Phamaly Theatre Company Shines the Spotlight on Performers with Disabilities

Phamaly Theatre Company produces professional scale plays and musicals year-round throughout the Denver Metro region, cast entirely of performers with disabilities across the spectrum (physical, cognitive, emotional, blindness, deafness…etc.). Phamaly was formed in 1989 when five students of the Boettcher School in Denver, Colorado, grew frustrated with the lack of theatrical opportunities for people living with disabilities, and decided to create a theatre company that would provide individuals with disabilities the opportunity to perform. Four of these five founding members remain active as actors in Phamaly productions today (Kevin Ahl, Kathleen Traylor, Gregg Vigil, and Teri Westerman).

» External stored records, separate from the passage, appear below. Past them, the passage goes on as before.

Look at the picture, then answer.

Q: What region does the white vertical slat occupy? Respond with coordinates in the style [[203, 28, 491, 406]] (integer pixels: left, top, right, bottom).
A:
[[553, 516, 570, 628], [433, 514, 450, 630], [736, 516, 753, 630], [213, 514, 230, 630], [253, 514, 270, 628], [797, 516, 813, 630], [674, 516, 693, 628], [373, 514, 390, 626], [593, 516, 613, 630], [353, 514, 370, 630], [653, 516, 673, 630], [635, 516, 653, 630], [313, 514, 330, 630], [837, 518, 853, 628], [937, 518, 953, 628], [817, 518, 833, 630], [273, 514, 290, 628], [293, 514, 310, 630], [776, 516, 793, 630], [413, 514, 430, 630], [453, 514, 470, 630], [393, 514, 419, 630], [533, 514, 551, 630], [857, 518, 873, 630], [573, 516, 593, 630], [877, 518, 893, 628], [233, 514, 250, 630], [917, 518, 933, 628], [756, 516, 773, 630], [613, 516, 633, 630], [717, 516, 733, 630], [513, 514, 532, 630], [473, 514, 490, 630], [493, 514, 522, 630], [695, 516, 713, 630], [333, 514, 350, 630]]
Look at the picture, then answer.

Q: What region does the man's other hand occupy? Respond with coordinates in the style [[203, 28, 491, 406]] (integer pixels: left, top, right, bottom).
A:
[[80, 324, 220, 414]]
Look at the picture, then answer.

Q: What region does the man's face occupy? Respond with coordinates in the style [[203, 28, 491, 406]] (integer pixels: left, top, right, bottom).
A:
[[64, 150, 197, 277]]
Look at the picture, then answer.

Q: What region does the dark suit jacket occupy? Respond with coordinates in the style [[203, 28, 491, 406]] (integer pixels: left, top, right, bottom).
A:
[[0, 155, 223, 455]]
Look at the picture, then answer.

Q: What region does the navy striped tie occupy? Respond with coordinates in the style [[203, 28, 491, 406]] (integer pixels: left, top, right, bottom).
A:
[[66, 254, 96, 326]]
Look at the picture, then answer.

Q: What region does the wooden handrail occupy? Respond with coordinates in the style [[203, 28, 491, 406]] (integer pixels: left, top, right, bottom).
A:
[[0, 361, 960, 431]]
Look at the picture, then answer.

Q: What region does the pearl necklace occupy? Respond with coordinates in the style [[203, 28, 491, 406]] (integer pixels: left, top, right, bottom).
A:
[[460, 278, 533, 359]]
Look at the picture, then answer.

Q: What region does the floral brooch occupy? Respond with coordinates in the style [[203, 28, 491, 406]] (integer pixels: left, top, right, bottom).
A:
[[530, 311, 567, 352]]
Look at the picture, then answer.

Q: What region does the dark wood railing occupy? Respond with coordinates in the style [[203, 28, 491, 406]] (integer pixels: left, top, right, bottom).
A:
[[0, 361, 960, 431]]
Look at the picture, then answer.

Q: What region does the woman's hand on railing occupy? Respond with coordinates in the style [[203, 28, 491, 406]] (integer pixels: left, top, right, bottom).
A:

For its first show in 1990, the founders of Phamaly produced the musical Guys & Dolls, directed by Gregg Vigil. With massive community support and interest from performers with disabilities, the following year Phamaly presented the musical Oklahoma!, bringing in Mark Dissette to direct. Mark remains heavily involved with Phamaly as an actor today, and has performed in almost every production by Phamaly. That year, Phamaly also began its tradition of performing in the Space Theatre at the Denver Performing Arts Complex, thanks to the support of the Denver Center for the Performing Arts.

Phamaly actress Ashley Kelashian

On August 29, 2006, Phamaly was featured in a lengthy segment of The News Hour with Jim Lehrer on PBS. This marked the company's first mainstream national publicity. Previous to that, Phamaly had also been the subject of a documentary short entitled "We Are PHAMALY" directed by Oscar winning filmmaker Daniel Junge. A feature length documentary made by Mark Dissette called "There's Still Hope for Dreams (A PHAMALy Story)" was recently aired on Colorado PBS, and has been featured at film festivals across the country.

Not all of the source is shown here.